Immunosuppressive drugs are all that separate transplant recipients from rejecting their transplanted organs. The ITN Registry of Tolerant Kidney Transplant Recipients is searching for those rare kidney transplant recipients who have stopped their immunosuppression, but for some reason have not rejected their transplants. If you have received a kidney transplant and have been off all immunosuppressive medications for 1 year and have good kidney function, or if you received your kidney from an identical twin, you may be eligible to participate.

This study seeks to optimize and standardize an existing assay which allows the T-cell response directed against in transplant recipients who undergo immune tolerance induction. This study employs a rapid laboratory test that would enable the transplant physicians to look at the patient's immune response to this model virus.

This trial investigates the landscape of blood T lymphocytes in patients with active forms of multiple sclerosis. The goal of the study is to demonstrate T cell receptor (TCR) patterns that are specific for disease activity at the patient level and then to use this “TCR signature” to follow regulation of auto reactive T cells, particularly during tolerance induction.
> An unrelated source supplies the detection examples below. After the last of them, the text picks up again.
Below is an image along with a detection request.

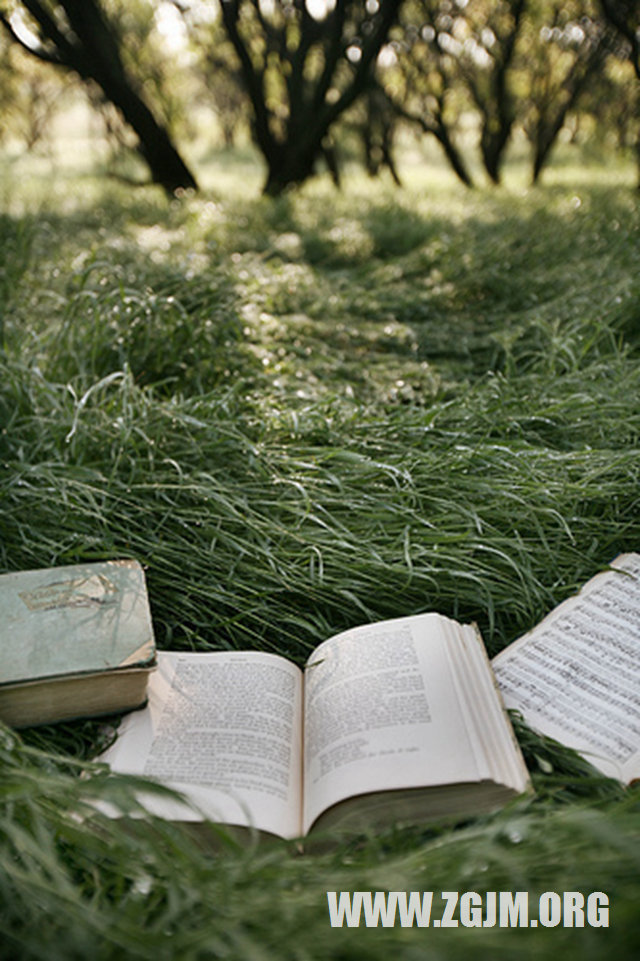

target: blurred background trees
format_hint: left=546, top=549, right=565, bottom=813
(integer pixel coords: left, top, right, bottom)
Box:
left=0, top=0, right=640, bottom=195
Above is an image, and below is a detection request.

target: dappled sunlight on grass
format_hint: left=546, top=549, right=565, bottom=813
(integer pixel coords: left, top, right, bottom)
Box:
left=0, top=150, right=640, bottom=961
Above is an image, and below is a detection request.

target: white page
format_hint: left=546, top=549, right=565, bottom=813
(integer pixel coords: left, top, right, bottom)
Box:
left=493, top=554, right=640, bottom=781
left=303, top=614, right=483, bottom=833
left=102, top=651, right=302, bottom=837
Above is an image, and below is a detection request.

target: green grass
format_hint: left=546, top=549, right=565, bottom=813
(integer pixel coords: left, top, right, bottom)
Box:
left=0, top=148, right=640, bottom=959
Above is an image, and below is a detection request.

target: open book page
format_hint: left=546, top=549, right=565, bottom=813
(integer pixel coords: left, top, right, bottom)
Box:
left=102, top=651, right=302, bottom=837
left=303, top=614, right=508, bottom=833
left=493, top=554, right=640, bottom=782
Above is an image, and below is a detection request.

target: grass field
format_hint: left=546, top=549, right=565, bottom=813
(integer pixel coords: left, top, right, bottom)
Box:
left=0, top=144, right=640, bottom=961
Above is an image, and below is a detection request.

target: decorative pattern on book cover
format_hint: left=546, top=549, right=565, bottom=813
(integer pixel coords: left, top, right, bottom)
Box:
left=0, top=560, right=155, bottom=687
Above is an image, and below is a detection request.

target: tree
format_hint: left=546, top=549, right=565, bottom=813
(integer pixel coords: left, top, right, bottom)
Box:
left=600, top=0, right=640, bottom=187
left=380, top=0, right=529, bottom=185
left=520, top=0, right=611, bottom=183
left=600, top=0, right=640, bottom=80
left=0, top=0, right=196, bottom=193
left=381, top=0, right=473, bottom=187
left=214, top=0, right=401, bottom=196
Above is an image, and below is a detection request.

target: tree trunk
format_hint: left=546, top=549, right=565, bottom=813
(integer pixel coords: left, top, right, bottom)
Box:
left=1, top=0, right=197, bottom=194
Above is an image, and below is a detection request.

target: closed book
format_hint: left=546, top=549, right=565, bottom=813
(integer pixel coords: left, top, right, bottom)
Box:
left=0, top=560, right=156, bottom=727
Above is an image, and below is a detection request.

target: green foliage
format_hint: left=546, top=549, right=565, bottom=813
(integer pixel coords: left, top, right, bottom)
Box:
left=0, top=161, right=640, bottom=961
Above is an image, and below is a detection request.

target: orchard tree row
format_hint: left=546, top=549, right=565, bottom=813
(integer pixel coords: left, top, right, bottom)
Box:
left=0, top=0, right=640, bottom=195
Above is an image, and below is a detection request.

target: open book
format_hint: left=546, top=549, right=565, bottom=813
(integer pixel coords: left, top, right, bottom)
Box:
left=103, top=614, right=529, bottom=838
left=492, top=554, right=640, bottom=783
This is a phase I trial in individuals who have been diagnosed with type 1 diabetes within the previous 3-48 months. The study is testing whether two immune system modifying drugs are safe when used in combination and if they have immune altering effects that indicate they can halt the progression of type 1 diabetes.

hOKT3gamma1 (Ala-Ala) is a man-made antibody that is commonly used to prevent organ rejection. The purpose of this study is to determine whether hOKT3gamma1 (Ala-Ala) is safe and effective in psoriatic arthritis patients who are unable to control their arthritis with methotrexate or azathioprine.

Antineutrophil cytoplasmic antibodies (ANCA)-associated vasculitis is the most common type of small blood vessel inflammation in adults. ANCA-associated vasculitis includes Wegener's granulomatosis (WG) and microscopic polyangiitis (MPA). Rituximab is a man-made antibody used to treat certain types of cancer. The purpose of this study is to determine the effectiveness of rituximab in treating adults with WG and MPA.